Riportiamo da LIBERO di oggi, 15/08/2010, a pag. 17, l'articolo di Angelo Pezzana dal titolo " I palestinesi perseguitati dai fratelli libanesi ".
Libano, Yasser Arafat
Gerusalemme- In Libano, su una popolazione di quattro milioni, i palestinesi sono circa 400.000. Non sono cittadini come gli altri, non godono di alcun diritto, tre quarti vive vendendo caffè per le strade. Vivono quasi tutti concentrati nei campi profughi, la disoccupazione è altissima, chi lavora ha poche scelte,perchè la maggior parte delle professioni non gli è consentita dalla legge. Sopravvivono con gli aiuti dell'UNWRA,l'agenzia dell’Onu creata apposta per loro. Lo stesso avviene negli altri paesi vicini, Siria, Giordania, dove il loro status è di poco migliore. Chiedersi perchè questo avviene, è utile anche per capire parte del conflitto con Israele.
Furono circa mezzo milione i palestinesi che lasciarono lo Stato ebraico, nel '48 e poi nel '67, ma la maggioranza se ne andò durante la guerra d’indipendenza, spinta soprattutto dagli stati arabi che avevano dichiarato guerra a Israele. Venite via, non rischiate le vostre vite, noi distruggeremo Israele e voi ritornerete entro pochi giorni e diventerete padroni anche delle proprietà degli ebrei.
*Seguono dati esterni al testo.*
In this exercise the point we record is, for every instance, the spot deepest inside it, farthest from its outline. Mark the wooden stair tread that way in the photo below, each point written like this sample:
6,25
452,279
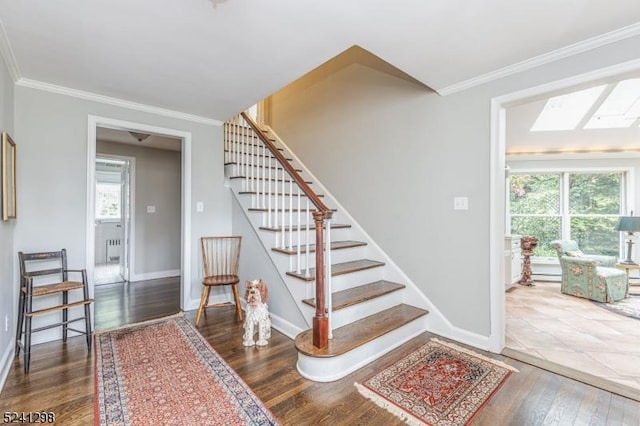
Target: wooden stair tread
303,227
272,179
265,210
279,194
335,245
352,296
41,290
358,333
59,307
340,269
233,163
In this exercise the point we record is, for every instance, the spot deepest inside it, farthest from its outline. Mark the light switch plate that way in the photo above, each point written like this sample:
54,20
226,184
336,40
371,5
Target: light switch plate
461,203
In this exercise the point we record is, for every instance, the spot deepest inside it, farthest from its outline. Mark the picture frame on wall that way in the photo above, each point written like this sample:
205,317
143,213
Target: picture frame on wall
8,177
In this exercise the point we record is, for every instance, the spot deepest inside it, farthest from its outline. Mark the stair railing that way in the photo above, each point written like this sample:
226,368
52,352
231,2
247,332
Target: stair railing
283,194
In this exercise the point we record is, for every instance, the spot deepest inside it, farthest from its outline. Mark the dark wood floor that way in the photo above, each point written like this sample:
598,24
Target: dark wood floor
61,379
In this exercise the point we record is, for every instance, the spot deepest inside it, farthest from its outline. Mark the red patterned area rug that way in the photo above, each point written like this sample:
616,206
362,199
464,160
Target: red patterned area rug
438,384
164,372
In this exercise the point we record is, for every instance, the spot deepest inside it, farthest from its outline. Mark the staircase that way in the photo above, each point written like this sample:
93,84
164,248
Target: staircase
359,299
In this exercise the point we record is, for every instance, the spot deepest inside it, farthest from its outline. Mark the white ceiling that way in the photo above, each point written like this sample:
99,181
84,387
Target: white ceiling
521,140
214,58
153,141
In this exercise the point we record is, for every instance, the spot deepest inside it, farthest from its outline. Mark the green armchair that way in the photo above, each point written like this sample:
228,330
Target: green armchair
590,276
570,248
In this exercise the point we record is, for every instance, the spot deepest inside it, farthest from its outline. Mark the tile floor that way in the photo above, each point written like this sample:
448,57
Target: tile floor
573,332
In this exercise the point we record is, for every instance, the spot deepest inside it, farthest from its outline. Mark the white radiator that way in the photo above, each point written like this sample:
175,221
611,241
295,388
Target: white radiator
114,248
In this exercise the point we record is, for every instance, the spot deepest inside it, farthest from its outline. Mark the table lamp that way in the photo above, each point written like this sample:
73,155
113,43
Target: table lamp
628,224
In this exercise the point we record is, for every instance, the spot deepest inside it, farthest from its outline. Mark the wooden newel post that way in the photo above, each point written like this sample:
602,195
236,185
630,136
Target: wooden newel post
320,321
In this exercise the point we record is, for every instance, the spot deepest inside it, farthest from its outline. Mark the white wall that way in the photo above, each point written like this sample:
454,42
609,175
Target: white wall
8,258
157,183
395,155
51,133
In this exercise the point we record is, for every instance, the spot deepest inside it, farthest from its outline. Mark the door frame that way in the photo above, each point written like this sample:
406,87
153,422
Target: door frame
497,194
128,244
185,252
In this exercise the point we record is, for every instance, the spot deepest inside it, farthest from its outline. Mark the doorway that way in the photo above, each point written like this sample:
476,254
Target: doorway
138,134
113,214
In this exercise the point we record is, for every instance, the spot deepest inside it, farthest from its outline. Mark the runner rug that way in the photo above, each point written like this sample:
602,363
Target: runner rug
164,372
438,384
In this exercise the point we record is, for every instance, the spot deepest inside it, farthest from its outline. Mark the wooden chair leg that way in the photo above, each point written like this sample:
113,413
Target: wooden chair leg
20,322
204,299
87,326
27,344
65,315
236,297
Quello che sembrava un risultato scontato si rivelò invece una sconfitta, la prima di tutte le altre che seguirono. I palestinesi non rientrarono più, perdettero i diritti di proprietà, e diventarono profughi. Differentemente da quanto avviene nel mondo, in condizioni simili, i profughi non furono integrati nei paesi nei quali si erano stabiliti. La loro condizione venne giudicata inamovibile, dovevano rimanere profughi, in attesa del ‘'ritorno'. Vennero creati per loro dei campi, in parte poi smantellati, ma non in Libano, che accolgono ancora quei profughi, diventati nel frattempo, da poche migliaia che erano, diverse centinaia di migliaia. Con l’appoggio dell’Onu, da sempre schierato con i nemici di Israele, venne creata una agenzia, l'UNWRA, con il compito preciso di mantenere lo status quo, impedirne l'integrazione, i profughi devono rimanere tali, un’arma costantemente puntata contro Israele, che non può accettarne il ritorno, pena la scomparsa della natura ebraica dello Stato.
La maggiore discriminazione in Libano ha un’origine precisa, l'invasione dei Fedayyin di Arafat nel 1970 dopo che furono espulsi dalla Giordania. Fu Arafat ad iniziare l'occupazione del sud del Libano, traformandolo in una base di attacco contro Israele. Un rapporto difficile che culminò con l'eccidio di Sabra e Shatila ad opera dei soldati cristiano-maroniti dopo che era stato assassinato il presidente cristiano Bashir Gemayel.
Il parlamento dovrebbe discutere in questi giorni una proposta di legge che dovrebbe garantire alcuni diritti base, ma è la leadership palestinese ad opporsi, ottenere la cittadinaza libanese cancellerebbe lo status di profughi, e con esso la carta politica da giocare nei rapporti con Israele.
Le forze politiche tradizionali non vedono con favore la concessione di alcun diritto, ed è probabile che il punto di vista di Hezbollah sia simile, anche se finora non l'ha espresso pubblicamente.La morale della storia è quella di sempre, il benessere dei palestinesi interessa al mondo arabo solo quando di mezzo c’è Israele da mettere sotto accusa. Ai paesi arabi, ma anche all’Onu, complice e responsabile della condizione nella quale ancora vivono. Sarà anche in base a queste valutazioni che gli arabi israeliani reclamano a gran voce la nascita di uno Stato palestinese, ma non mostrano alcun interesse a volerci andare.